First, social media was used to inform the population about the dangers of the virus and the need for social distancing. Strict lockdown measures were enforced by daily street patrols, mandatory curfews, and the compulsory closure of businesses and restaurants across Jordan. The government also offered citizens doorstep delivery of essential goods and sent truckloads of subsidized bread to distribute throughout different Amman municipalities [48]. Second, at risk groups such as children and elderly were under strict restrictions to ensure their safety. Third, religious and public figures were recruited to help spread awareness as these are the people that the population mostly listens to [48].
Additionally, since the start of the pandemic, the Government of Jordan has included refugees in the National Health Response Plan and gave them access to national health services similarly to Jordanian nationals, including referral of suspect cases to quarantine sites and requisite treatment. Refugee camps were also put under restrictions of movement since March, with only essential staff given access.
All these measures were aided by the public’s trust in the governmental approach, which was perceived positively, with Jordanians considering the government to have been successful in controlling the pandemic. Moreover, the government undertook several steps to ensure that the health sector was fully equipped to deal with the situation, such as increasing health systems capacity to take new cases, purchasing equipment and supplies, and employing a concentrated effort on tracking and tracing emerging cases. All of the above with the goal to flatten the curve, a goal successfully established [49].

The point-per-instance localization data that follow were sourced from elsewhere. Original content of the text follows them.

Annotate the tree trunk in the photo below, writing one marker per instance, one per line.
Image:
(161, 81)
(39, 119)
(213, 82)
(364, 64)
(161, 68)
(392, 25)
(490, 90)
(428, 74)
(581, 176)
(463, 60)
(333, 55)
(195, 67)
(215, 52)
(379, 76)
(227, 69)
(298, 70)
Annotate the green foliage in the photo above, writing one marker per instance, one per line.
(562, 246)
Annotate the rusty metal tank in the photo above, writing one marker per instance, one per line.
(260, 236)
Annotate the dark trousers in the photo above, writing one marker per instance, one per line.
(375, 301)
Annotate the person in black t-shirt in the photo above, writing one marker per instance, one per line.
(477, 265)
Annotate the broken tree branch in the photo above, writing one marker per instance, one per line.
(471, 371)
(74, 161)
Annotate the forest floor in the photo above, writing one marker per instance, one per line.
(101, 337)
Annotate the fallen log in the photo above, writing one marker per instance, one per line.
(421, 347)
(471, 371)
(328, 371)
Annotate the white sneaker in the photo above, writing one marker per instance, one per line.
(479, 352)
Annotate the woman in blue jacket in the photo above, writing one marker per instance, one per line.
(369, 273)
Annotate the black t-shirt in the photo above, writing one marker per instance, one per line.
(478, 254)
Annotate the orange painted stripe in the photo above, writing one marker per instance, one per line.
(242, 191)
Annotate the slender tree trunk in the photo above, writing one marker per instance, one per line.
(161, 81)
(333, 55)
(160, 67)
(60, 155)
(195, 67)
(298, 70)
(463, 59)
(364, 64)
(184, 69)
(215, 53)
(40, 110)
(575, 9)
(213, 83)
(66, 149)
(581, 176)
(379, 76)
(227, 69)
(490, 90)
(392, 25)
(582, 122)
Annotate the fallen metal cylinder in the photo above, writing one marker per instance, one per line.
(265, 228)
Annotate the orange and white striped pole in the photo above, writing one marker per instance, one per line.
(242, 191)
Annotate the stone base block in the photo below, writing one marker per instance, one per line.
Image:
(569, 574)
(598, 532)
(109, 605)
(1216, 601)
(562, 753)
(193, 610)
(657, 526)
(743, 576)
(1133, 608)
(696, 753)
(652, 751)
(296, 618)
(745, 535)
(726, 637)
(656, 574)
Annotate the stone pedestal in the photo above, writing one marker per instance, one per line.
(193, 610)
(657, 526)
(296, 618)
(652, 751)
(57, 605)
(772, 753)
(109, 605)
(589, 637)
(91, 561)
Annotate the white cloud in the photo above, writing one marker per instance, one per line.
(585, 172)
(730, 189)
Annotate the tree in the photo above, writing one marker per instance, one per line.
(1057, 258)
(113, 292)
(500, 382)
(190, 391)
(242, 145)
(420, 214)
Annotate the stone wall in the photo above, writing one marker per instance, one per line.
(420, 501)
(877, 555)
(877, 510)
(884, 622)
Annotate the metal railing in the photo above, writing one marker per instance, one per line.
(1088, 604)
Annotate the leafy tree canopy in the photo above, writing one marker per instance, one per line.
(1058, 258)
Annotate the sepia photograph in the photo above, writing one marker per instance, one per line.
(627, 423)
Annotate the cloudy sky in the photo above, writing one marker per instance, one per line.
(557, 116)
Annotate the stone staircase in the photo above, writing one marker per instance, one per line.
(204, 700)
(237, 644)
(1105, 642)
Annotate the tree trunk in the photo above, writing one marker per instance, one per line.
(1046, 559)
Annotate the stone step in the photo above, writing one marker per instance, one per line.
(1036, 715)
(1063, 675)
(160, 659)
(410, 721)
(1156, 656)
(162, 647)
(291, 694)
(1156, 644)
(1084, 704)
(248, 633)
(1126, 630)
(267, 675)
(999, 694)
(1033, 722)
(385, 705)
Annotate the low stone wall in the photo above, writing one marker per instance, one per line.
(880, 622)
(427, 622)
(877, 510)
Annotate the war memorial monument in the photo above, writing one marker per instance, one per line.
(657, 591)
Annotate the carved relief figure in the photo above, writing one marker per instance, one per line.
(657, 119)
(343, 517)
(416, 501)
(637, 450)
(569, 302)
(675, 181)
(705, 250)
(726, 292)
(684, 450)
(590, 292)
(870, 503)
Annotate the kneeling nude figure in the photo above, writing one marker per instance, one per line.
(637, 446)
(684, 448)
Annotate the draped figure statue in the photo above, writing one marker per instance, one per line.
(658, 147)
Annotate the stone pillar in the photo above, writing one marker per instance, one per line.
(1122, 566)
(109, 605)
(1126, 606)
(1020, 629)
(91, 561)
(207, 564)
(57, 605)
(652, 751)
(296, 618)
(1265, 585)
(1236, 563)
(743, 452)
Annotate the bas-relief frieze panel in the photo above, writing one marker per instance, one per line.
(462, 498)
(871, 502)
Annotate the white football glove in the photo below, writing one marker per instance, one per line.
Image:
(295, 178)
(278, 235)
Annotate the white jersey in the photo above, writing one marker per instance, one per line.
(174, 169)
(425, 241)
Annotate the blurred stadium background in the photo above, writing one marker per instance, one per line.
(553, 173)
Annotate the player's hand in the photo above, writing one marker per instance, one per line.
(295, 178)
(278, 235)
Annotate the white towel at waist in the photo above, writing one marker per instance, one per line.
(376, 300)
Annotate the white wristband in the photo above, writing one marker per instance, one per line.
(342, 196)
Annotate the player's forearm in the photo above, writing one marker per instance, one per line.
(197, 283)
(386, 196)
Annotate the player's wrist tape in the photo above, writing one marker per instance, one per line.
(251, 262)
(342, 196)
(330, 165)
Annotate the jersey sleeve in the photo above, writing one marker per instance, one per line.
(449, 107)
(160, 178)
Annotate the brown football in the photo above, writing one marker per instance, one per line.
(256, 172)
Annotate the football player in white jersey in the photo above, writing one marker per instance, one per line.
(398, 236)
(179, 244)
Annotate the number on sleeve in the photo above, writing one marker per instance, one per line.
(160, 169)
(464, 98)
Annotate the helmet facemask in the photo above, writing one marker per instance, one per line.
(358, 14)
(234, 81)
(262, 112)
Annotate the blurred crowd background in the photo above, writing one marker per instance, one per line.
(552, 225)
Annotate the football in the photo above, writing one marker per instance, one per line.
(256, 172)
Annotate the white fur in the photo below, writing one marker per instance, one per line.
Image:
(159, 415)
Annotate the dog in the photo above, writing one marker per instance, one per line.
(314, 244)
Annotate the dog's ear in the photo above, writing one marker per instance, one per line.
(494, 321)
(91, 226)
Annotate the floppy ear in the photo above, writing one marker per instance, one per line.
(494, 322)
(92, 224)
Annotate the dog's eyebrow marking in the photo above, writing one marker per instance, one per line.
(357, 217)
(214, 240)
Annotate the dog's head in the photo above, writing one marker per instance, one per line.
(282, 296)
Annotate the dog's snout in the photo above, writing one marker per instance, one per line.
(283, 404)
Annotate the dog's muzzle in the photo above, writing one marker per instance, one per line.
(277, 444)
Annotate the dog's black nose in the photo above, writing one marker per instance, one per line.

Jordan has the best political index among ALCs and exceeds them considerably at four times the index of Lebanon who is 2nd to Jordan. Its world governance indicators, especially government effectiveness, rank first among those of ALCs (Figs. 12 and 13). Jordan has the lowest case fatality rate at 0.6%, in line with its ranking in political stability. Importantly, Jordan implemented necessary measures to earn a maximal government stringency index in April, which led to a massive decrease in its cases (Fig. 6). As such, Jordan received the highest prevention index score, the highest health system index score, and the highest risk environment index score in the Global Health Security Index (Table 4). Restrictions were eased but are now being reinforced due to a re-increase in cases and reported deaths (Fig. 8). Jordan’s political stability has allowed it to not only fully implement necessary restrictions, but to also provide adequate testing and care for both its citizens and refugees.